I was in Michigan myself when I found out about Carl’s passing. I was thinking about him and Deb one evening at the beach, when I looked up at the sky, smudged pink and orange, and saw two seagulls flying together. One broke off and turned out over the lake, while the other kept gliding along the shore.
This week is Rare Disease Week and Deb is in Washington, D.C., testifying before Congress about DSCRT through Rare Disease Legislative Advocates and the Fight Sarcoma Group. She will share their story to encourage more research to combat such rare diseases. Since August, Deb has also worked to raise funds in Carl’s name for the CHRISTUS Stehlin Foundation for Cancer Research in Houston (http://stehlin.org).
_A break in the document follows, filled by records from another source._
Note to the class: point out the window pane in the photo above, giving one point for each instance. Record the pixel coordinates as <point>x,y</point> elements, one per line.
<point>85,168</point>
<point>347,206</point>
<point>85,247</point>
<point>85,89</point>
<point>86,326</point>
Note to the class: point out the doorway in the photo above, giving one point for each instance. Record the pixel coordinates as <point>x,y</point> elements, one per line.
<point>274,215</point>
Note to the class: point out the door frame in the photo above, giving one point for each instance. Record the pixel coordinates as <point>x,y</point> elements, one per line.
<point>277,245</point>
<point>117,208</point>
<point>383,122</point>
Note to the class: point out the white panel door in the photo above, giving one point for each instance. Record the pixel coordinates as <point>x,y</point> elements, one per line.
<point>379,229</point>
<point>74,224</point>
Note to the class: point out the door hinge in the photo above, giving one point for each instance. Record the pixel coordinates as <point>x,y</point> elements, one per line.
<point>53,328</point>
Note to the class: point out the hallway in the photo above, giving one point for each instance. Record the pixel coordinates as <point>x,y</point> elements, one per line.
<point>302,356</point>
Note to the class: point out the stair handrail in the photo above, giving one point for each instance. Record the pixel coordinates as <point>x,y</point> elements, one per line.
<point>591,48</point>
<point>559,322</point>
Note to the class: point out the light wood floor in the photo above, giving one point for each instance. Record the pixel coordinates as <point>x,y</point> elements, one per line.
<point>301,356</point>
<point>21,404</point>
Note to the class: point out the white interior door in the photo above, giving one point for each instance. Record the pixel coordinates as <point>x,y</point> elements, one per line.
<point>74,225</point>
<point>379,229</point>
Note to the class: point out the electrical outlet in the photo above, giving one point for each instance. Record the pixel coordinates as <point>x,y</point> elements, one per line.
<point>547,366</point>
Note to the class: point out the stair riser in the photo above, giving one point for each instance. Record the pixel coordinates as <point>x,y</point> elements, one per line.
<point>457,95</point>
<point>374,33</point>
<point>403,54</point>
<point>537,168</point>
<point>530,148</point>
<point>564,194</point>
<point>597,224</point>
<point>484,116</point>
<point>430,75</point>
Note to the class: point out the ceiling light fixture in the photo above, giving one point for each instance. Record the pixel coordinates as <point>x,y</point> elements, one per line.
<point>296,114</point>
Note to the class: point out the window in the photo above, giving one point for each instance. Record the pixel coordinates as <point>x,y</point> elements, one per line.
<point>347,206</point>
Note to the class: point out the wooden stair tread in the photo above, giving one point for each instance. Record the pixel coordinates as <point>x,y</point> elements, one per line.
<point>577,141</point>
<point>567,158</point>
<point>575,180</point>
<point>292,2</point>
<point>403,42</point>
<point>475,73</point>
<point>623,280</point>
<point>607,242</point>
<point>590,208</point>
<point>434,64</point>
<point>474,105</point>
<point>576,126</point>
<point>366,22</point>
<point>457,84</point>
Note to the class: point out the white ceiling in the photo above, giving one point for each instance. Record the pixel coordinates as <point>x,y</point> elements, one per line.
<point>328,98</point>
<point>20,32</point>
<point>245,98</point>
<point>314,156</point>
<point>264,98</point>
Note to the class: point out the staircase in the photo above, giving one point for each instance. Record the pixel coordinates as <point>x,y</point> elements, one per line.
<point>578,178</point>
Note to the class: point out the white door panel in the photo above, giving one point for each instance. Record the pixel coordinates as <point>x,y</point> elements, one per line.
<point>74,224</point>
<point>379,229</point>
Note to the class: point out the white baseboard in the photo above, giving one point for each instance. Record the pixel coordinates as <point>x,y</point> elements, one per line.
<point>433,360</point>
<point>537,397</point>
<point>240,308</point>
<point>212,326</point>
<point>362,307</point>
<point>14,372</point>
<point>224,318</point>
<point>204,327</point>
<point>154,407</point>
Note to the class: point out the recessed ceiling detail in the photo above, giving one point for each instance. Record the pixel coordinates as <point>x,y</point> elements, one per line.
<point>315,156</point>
“I used to roll my eyes when people said they were soulmates. Then I met Carl and I’m here to tell you we were soulmates,” says Deb. “It was the, can’t-eat, can’t-sleep, reach-for-the-stars, over-the-fence, World Series kind of love.”
It may be Rare Disease Week, but when I think of Deb and Carl, I think more about how rare their love is. I don’t say “was” because, well, I don’t think that’s quite right.
Like sand and surf, it will always be connected, meeting at the shoreline.